Zo ook bij De Winter.
Het zijn wat mij betreft vooral de tv-programma’s, de kranten, de radiostations en organisaties als het CIDI die het mogelijk maken dat deze hofnar zijn rol kan blijven vervullen en zijn racistische uitspraken faciliteren. Dus mocht je de moeite nemen om boos te worden, richt je woede dan wel tot de juiste personen.
Het zou jammer zijn als eindredacteuren en de mensen die om hem kunnen lachen de woede-dans ontspringen. ´
Abdelkarim El-Fassi schreef dit op de Joop (hier is het hele stuk - met meer weerzinwekkende uitspraken van de grote schrijver dW. En hier valt De Winter te beluisteren op Radio 1 voor wie niet wil geloven dat hij het echt gezegd heeft).

Ik kan niet anders dan Abdelkarim El-Fassi van harte bijvallen. Leon de Winter is het probleem niet.

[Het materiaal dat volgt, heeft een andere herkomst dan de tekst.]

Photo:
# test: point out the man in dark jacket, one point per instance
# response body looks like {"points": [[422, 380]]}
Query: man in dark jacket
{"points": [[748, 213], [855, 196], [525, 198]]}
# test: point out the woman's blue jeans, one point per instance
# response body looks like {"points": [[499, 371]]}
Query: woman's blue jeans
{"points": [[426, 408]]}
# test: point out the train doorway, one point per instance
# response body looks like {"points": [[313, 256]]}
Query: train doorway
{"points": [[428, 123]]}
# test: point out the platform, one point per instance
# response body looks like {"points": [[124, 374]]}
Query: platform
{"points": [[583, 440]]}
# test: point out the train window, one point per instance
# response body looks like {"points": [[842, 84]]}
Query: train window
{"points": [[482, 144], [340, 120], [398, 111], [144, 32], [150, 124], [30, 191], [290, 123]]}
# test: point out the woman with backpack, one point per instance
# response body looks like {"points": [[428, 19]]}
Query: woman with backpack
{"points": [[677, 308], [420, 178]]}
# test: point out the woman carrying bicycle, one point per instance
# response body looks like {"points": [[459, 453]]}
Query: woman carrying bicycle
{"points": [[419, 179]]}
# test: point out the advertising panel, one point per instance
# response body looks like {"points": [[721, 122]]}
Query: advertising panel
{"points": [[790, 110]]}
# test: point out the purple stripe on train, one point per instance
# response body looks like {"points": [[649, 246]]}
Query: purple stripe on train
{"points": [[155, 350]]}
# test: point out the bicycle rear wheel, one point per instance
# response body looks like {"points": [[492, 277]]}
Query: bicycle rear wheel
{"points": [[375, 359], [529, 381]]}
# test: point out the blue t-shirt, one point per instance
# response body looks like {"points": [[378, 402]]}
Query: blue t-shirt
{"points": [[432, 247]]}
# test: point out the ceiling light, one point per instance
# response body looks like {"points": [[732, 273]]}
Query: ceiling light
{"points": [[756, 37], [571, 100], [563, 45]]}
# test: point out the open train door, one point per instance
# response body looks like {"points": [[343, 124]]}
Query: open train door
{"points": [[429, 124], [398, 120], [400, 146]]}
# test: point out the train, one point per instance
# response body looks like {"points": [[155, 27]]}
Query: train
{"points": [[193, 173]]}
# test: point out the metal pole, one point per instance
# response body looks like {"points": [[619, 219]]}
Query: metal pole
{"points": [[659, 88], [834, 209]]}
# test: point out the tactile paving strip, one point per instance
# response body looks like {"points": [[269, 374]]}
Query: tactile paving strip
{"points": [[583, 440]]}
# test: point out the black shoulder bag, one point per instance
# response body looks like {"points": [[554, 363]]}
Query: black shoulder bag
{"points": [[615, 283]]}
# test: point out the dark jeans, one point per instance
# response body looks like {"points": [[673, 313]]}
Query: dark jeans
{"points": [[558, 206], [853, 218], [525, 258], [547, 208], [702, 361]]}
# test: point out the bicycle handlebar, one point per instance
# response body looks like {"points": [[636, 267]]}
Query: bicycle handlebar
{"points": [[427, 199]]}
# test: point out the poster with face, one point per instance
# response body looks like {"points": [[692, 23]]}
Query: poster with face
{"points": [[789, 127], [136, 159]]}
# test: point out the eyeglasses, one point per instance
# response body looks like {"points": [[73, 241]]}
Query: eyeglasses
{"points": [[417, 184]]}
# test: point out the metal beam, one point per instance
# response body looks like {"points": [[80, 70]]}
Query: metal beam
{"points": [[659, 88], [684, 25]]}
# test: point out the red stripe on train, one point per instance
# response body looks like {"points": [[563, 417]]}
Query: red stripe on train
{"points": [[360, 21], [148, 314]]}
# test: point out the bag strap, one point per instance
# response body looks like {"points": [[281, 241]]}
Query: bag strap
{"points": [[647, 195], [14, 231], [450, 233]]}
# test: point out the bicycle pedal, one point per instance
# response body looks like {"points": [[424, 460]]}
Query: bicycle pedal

Leon de Winter is een ongeleid projectiel, een halve gare, een man die Arabieren haat zoals vroeger mensen Joden haatten, zonder agumenten, vanuit de onderbuik. ´Het probleem  is de tv-programma´s, kranten, radiostations en organisaties als het CIDI die het mogelijk maken dat deze hofnar zij rol kan blijven vervullen en zij racistische uitspraken faciliteren,´ schreef El-Fassi. 
Helemaal waar. Maar het probleem gaat nog verder dan dat. In wezen is het probleem oók het karakter van die bijeenkomst. Een bijeenkomst waar een racistische ´grap´ over het stoppen van anticonceptiemiddelen in het drinkwater kan worden begroet met applaus en gelach. Wie de moeite neemt de opname van radio 1 te besluisteren hoort trouwens nog meer racistische geluiden, van een andere spreker (ik vrees dat het rabbijn Evers is) die platvloerse, racistische opmerkingen maakt over de veronderstelde haatcultuur van moslims. Dat is kennelijk bon ton op een dergelijke Joodse solidariteitsbijeenkomst met Israel.
En het probleem is niet tot Nederland beperkt. Wat te denken van dit proza:

 "Operation Pillar of Defence is an entirely understandable response to the intolerable assault upon the citizens of Southern Israel and the continued provocations of Hamas --‐ an antisemitic terrorist organisation," the signatories stated. "We take pride in the commitment of Israel's political and military leadership to leave no stone unturned in seeking to avoid civilian casualties and remain true to the Jewish ethical ethos that underpins the doctrine of the IDF."
Dit was een gezamenlijke verklaring van ongeveer alle Joodse organisaties in Groot-Brittannië die werd afgegeven vrijwel meteen nadat het Israelische militaire leiderschap´  in overeenstemming met ´het ethos van joodse ethiek dat de doctrine is van het Israelische leger´ de aanval hadden geopend door de militaire leider van Hamas te doden. En dat net nadat deze een kladversie in handen had gekregen van een overeenkomst voor een langdurig bestand waarover hij aan het onderhandelen was. De verklaring ´die met trots´ werd afgegeven, moet zijn geschreven in het volle besef van hoe de vorige veldslag van Israel in 2009, in één van de dichtstbevolkte gebieden ter wereld, was uitgepakt, en wat daarover door mensenrechtenorganisaties als Amnesty International, Human Rights Watch, B´tselem, en het Palestijnse Centrum voor de Mensenrechten (PCHR) naar buiten was gebracht. (En dan laat ik het Goldstone-rapport nog maar even buiten beschouwing).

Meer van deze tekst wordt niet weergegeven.